“Rincewind, whenever he was running, never bothered about the TO. He had always considered the FROM to be more important.”
That is a line from Terry Pratchett’s Discworld series, describing the eternally afraid Rincewind the Wizzard (spelling intentional). It’s a phrase very descriptive of Rincewind’s character, and indeed of the character of most of the novels dealing with him, which mostly revolve around running away from various hazards. (Interestingly, Rincewind always seems to run from the frying pan into the fire, so arguably he SHOULD be more worried about the ‘to.’) But it is also, surprisingly, a decent summary of the series itself, or at least of its central theme.
Discworld is, as I think I’ve mentioned before, a fantasy series about the events atop the Discworld, a circular world carried on the backs of four elephants atop a turtle traveling through space. Pratchett comments in one of the books that the myth about the world being on the back of a turtle is one of the oldest and most prevalent myths, he just added the elephants. Personally I’m not so sure, most mythologies I’VE read involve the world being made out of the bones of dead giants, but I suppose the turtle one is pretty popular too. And the setup is pretty amusing. “A thousand years ago we thought the world was a bowl. Five hundred years ago we knew it was a globe. Today we know it is flat and round carried through space on the back of a turtle. Don’t you wonder what shape it will turn out to be tomorrow?”
There are currently thirty-eight books in the Discworld series, of which I’ve read thirty-six (Carpe Jugulum couldn’t be found at any library nearby, and about ten pages into Small Gods I put the book down out of sheer disgust.) This isn’t so much an accomplishment of culture as one of thoroughness, as the books are fairly light reading and scarcely more than 300 pages. Some especially good or short ones I could read in a day.
Someone at work asked how long I’d been reading the series. I gave him a rough estimate of six months (Now that I’ve checked the records, I think it was probably more like four months).

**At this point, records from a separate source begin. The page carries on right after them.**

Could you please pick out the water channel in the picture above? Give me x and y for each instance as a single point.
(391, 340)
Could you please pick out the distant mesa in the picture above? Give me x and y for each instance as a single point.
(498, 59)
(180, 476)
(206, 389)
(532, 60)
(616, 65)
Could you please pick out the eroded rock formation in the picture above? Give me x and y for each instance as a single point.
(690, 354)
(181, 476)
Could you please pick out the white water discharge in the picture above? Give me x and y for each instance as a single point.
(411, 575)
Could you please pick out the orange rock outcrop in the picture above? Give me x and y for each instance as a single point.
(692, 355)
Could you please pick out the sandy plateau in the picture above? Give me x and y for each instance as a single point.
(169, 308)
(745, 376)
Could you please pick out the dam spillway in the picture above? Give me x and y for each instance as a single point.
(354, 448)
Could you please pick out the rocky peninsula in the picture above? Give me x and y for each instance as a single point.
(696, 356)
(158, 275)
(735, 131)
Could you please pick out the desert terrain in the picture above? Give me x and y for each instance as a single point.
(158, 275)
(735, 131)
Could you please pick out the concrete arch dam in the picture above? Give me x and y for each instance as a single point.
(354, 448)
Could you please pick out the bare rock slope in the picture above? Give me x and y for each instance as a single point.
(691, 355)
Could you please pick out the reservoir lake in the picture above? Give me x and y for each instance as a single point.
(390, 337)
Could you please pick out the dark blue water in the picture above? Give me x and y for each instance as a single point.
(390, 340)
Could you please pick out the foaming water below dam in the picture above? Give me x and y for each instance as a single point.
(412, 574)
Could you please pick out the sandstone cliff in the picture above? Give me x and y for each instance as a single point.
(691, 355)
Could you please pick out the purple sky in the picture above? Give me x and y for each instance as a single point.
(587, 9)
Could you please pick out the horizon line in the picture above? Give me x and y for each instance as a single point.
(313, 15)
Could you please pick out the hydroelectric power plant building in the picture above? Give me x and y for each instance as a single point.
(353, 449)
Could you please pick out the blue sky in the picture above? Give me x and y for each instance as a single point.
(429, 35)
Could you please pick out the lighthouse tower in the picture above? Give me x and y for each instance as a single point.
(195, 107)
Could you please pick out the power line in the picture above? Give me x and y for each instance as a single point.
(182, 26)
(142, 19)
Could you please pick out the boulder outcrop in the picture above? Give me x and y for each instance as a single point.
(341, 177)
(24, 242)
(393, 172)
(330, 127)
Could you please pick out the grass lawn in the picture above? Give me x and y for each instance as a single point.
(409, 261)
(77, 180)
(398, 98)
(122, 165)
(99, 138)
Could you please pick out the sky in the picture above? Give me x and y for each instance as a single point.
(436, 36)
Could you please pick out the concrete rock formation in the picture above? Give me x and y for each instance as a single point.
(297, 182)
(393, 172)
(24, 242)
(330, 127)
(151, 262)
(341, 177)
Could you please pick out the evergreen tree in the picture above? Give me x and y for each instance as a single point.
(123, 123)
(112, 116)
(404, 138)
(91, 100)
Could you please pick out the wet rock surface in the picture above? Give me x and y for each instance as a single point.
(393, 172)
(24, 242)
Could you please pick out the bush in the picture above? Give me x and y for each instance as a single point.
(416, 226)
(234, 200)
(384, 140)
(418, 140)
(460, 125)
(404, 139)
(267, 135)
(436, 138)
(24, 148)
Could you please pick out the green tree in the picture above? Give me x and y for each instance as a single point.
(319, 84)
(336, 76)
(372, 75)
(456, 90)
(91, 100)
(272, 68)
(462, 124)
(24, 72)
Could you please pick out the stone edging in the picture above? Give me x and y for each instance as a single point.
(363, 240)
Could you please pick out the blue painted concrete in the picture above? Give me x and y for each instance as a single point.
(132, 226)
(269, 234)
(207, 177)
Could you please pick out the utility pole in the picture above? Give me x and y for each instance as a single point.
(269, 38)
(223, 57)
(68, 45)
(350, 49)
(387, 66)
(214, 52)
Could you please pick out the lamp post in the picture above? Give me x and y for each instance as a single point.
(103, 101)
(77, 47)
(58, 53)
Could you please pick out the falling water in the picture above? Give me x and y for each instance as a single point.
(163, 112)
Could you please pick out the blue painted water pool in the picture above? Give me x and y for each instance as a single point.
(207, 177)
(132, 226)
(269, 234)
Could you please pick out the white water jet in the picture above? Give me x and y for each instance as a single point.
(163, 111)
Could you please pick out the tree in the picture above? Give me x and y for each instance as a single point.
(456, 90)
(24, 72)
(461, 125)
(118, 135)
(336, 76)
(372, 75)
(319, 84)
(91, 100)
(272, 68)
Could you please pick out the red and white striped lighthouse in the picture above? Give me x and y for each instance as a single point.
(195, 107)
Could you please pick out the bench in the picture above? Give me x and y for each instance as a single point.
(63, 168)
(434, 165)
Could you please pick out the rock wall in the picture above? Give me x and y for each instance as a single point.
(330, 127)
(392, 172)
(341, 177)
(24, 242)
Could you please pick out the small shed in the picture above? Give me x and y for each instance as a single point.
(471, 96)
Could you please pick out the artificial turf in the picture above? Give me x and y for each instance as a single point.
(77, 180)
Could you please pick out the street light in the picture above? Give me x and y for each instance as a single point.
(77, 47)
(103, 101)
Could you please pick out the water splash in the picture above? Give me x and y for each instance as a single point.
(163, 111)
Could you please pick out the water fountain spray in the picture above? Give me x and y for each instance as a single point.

He was astonished. “I don’t think I’ve been able to finish a single book in under six months!”
I was astonished. “Seriously?
“Well, I mean, I’ve read tons of books half-way through. You know how it is, you start the thing and it just gets dull and you put it down and you never pick it up again. Like for reading assignments? I just read the first bit and the last bit and then look Sparks Notes online for the synopsis. It’s great.”
Please tell me this young man is not typical of America’s youth. Apparently the last complete book he read was in High School and gets most of kicks through movies. To be fair, though, he seems to be a fairly decent musician, so different things for different people. Seriously though. Six months? One book? That’s just sad. I mean, I spent six Months once STUDYING one book, by reading about four or five others and looking through internet articles and writing a fifty-page paper about it, but I can’t recall any book that took me more than a month to read (Anna Karenina came pretty close, though).
Anyway. Ranting/Bragging aside, I don’t think anyone would get bored with these books. They are incredibly amusing. It’s not just the countless geek-references or the endless parodies of fantasy tropes, Terry Pratchett has an ingenious way of twisting phrases to produce unexpected and hilarious results, and has a ready arsenal of zany characters, situations, and worlds to play with. Here are just a few amusing excerpts from his work:
“Too much magic could wrap time and space around itself, and that wasn’t good news for the kind of person who had grown used to things like effects following things like causes.” –Sourcery
“It’s not for nothing that advanced mathematics tends to be invented in hot countries. It’s because of the morphic resonance of all the camels, who have that disdainful expression and famous curled lip as a natural result of an ability to do quadratic equations.” –Pyramids
“All dwarfs are by nature dutiful, serious, literate, obedient and thoughtful people whose only minor failing is a tendency, after one drink, to rush at enemies screaming “Arrrrrrgh!” and axing their legs off at the knee.” –-Guards, Guards!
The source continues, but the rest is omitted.